Nougat: Neural Optical Understanding for Academic Documents

echo_time · on Aug 31, 2023

Funnily enough the Example Page 1 is wrong. Rendering du^n as du^*, and then nu^n-1 as nw^*-1.

It is impressive but...it really feels like those are the details that really really matter.

nicodjimenez · on Aug 31, 2023

Second page is even worse. Ends in repeated \cdots and doesn’t finish parsing page. Also it read number 73 as 3 I guess because the previous section number was 2.

orbital-decay · on Sept 1, 2023

The main issue with OCR of anything with math in it is always that it has to be not 99.99% but 100% correct. Which is probably not possible.

stevenae · on Aug 31, 2023

Missed opportunity to call it "...Texts" instead of "Documents".

rnadomvirlabe · on Aug 31, 2023

If you are interested in this sort of thing for producing LaTeX documents, I've had good experience with [Mathpix](https://mathpix.com) in the past. It can take most anything I throw at it, and even render matrices well.

gremlinunderway · on Aug 31, 2023

This is great, but when is academia, business and government going to finally get off PDF as a typical standard? It's awful, not adaptive for mobile, and a pain in the ass to work with for any kind of development.

vosper · on Aug 31, 2023

What's a good alternative, for users and developers?

I don't have any love for PDF, but I'm actually not sure what's more cross-platform. Any browser will render PDF, so everyone already has a viewer on their computer. A browser will also print any document to PDF, and many other editors can export to PDF (though perhaps not import for editing)

It can't be replaced by an Office format, like docx, because even today apps like Pages can't render MS Office docs correctly half the time.

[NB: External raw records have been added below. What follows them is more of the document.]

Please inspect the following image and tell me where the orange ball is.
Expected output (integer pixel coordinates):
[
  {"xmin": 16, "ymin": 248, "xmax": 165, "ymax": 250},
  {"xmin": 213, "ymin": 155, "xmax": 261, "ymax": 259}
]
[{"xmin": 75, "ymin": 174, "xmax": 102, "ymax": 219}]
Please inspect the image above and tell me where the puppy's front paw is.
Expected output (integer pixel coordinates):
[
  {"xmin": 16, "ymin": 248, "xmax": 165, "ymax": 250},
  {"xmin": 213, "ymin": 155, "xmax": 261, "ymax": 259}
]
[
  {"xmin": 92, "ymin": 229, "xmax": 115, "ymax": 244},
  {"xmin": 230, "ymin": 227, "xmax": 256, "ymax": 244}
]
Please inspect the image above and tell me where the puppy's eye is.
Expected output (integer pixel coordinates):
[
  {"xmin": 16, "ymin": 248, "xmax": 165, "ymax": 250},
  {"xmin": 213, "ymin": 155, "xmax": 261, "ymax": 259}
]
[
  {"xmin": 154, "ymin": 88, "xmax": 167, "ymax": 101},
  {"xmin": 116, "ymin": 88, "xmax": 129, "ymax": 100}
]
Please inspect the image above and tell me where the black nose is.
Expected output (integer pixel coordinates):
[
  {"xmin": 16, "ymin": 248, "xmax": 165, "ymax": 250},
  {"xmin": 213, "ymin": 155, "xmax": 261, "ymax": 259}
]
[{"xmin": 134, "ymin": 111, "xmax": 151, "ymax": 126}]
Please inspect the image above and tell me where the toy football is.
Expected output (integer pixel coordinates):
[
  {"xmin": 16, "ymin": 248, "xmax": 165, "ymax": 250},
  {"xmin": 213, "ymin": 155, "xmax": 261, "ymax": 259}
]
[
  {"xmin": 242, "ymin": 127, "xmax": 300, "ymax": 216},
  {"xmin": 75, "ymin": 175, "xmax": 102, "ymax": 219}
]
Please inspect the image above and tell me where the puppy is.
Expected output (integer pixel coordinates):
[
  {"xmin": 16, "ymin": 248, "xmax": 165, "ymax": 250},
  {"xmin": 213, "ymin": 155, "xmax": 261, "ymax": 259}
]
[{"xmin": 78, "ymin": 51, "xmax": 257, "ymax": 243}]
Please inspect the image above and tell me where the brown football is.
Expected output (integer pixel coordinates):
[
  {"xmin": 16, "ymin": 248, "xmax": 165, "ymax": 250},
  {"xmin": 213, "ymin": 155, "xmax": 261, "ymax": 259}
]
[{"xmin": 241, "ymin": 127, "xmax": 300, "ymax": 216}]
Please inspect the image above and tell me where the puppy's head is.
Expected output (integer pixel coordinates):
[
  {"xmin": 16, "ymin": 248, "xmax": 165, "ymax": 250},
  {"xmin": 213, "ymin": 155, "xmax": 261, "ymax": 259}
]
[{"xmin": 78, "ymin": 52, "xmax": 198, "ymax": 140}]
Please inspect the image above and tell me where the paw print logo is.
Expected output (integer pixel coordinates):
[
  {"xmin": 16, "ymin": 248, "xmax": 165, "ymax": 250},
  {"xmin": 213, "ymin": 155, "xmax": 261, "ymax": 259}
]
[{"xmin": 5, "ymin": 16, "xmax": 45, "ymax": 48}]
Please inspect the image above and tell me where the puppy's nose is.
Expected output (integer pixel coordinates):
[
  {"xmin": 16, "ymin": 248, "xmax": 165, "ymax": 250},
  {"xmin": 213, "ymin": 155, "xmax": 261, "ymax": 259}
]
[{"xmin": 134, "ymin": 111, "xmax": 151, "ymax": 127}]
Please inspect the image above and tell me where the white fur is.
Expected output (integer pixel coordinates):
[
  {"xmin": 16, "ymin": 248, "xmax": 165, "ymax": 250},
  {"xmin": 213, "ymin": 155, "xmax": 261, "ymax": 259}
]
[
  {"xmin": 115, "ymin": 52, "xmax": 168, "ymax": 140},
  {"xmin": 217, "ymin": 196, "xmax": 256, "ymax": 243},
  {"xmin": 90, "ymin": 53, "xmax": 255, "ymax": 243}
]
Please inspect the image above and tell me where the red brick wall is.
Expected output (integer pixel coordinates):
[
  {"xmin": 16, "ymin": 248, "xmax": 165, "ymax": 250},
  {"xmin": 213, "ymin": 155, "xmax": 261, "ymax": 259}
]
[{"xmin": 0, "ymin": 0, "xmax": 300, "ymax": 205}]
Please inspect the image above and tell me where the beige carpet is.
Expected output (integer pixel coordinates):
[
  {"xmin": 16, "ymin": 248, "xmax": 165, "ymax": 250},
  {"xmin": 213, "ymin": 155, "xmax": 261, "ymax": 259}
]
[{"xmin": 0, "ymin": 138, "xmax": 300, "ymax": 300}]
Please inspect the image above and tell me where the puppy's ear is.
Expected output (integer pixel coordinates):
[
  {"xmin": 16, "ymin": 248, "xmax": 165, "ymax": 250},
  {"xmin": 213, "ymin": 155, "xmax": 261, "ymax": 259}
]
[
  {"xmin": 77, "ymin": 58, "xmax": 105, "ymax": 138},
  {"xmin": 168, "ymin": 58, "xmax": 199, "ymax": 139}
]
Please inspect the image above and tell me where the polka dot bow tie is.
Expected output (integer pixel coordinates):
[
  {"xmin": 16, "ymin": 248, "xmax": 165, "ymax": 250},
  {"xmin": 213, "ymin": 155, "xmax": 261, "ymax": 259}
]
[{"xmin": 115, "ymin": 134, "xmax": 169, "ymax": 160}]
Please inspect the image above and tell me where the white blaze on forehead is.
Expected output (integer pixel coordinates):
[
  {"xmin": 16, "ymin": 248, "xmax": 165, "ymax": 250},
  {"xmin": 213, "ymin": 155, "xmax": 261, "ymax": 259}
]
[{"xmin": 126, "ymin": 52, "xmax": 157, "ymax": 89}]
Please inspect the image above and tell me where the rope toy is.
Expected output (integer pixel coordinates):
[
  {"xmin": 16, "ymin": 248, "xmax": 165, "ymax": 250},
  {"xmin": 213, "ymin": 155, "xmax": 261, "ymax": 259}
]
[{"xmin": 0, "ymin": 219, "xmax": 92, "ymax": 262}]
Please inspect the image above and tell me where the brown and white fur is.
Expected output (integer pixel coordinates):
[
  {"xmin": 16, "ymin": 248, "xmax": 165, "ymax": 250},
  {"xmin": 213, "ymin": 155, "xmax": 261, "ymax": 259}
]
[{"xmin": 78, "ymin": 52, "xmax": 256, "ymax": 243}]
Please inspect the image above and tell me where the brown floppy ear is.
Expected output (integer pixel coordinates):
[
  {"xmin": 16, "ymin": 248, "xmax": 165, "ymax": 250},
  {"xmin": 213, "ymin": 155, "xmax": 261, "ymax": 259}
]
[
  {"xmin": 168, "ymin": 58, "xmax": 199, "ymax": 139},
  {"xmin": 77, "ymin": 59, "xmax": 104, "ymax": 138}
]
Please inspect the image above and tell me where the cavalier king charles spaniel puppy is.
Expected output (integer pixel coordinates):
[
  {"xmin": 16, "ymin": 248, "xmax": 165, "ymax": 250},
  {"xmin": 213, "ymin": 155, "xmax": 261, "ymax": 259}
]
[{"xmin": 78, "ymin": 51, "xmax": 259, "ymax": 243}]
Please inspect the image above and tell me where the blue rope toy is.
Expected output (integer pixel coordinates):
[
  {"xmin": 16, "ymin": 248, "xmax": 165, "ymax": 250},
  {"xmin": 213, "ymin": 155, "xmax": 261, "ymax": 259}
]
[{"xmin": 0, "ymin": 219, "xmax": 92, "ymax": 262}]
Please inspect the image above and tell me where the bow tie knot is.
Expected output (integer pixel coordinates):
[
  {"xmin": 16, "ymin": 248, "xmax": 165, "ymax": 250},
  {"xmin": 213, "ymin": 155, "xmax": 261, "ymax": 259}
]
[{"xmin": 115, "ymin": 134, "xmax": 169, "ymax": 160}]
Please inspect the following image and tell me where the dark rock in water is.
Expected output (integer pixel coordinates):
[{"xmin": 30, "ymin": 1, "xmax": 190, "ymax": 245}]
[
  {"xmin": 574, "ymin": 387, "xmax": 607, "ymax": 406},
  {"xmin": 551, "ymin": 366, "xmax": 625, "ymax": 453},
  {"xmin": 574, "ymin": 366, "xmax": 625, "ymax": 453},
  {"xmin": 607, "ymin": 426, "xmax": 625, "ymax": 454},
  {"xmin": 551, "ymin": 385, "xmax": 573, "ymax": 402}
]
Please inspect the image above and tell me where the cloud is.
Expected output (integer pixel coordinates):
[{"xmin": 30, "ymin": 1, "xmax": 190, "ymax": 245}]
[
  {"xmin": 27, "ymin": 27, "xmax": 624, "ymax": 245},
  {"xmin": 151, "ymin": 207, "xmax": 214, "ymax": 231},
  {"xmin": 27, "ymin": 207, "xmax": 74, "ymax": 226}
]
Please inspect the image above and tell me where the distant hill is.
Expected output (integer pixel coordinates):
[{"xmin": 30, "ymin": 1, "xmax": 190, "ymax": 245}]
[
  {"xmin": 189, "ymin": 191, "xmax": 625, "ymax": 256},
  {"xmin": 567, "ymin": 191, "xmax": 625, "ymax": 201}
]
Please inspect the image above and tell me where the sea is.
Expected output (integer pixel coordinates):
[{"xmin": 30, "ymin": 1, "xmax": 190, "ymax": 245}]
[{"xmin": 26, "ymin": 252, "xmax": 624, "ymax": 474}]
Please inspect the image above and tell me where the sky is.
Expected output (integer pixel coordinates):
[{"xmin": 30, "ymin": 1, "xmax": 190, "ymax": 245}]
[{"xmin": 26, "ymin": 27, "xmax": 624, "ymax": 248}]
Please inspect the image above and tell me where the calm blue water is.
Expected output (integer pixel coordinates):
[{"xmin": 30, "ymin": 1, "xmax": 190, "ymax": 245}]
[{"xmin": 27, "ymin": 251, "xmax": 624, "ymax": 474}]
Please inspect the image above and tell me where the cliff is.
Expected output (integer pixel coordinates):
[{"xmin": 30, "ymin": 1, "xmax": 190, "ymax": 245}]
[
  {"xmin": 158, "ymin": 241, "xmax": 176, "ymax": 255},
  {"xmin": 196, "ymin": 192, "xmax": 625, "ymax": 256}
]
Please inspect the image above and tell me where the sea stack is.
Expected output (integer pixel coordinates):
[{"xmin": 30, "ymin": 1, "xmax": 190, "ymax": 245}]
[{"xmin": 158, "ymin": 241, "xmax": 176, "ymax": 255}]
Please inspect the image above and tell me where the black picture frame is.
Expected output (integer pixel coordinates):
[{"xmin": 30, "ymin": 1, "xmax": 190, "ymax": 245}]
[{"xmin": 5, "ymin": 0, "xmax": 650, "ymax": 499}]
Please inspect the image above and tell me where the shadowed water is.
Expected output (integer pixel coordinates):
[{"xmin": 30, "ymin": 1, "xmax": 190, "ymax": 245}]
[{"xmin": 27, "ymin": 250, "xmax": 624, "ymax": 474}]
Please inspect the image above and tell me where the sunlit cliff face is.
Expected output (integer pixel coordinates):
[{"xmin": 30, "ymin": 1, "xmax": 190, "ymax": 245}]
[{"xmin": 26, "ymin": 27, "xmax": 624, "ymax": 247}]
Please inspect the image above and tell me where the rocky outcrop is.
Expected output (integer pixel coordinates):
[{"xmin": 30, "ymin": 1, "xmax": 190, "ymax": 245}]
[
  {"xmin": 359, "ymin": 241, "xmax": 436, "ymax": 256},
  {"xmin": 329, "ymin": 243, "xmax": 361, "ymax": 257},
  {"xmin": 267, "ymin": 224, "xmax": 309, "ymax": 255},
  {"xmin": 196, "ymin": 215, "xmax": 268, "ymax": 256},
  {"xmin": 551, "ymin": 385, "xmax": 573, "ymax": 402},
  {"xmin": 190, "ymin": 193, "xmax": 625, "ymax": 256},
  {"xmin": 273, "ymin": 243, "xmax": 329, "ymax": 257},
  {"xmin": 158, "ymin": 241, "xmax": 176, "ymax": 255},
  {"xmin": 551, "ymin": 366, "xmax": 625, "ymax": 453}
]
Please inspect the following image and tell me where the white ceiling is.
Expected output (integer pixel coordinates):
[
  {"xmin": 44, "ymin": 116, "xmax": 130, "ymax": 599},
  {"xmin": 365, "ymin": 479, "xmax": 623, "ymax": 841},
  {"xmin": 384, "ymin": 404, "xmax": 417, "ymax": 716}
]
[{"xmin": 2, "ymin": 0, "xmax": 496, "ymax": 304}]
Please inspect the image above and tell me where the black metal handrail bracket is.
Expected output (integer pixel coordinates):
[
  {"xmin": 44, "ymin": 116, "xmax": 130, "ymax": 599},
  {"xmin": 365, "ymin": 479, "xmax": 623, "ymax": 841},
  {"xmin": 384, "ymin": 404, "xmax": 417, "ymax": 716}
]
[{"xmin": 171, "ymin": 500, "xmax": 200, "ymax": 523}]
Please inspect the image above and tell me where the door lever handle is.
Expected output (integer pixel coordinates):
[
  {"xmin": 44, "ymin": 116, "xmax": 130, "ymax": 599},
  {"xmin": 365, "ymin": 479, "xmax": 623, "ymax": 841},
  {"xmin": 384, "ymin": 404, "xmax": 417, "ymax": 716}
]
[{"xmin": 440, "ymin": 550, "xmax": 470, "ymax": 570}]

Doesn't seem like HTML would fly, either, given all the kinds of things that get embedded into PDF.

harshreality · on Aug 31, 2023

HTML and various javascript libraries like mathjax or other libraries for charts and graphs.

> Doesn't seem like HTML would fly, either, given all the kinds of things that get embedded into PDF.

That's ironic. Browser PDF readers, at least open source ones, render PDFs as HTML using javascript. At least I'm sure about FF because I just checked that text from a native-digital pdf showed up in the DOM in developer tools.

vosper · on Aug 31, 2023

> HTML and various javascript libraries like mathjax or other libraries for charts and graphs.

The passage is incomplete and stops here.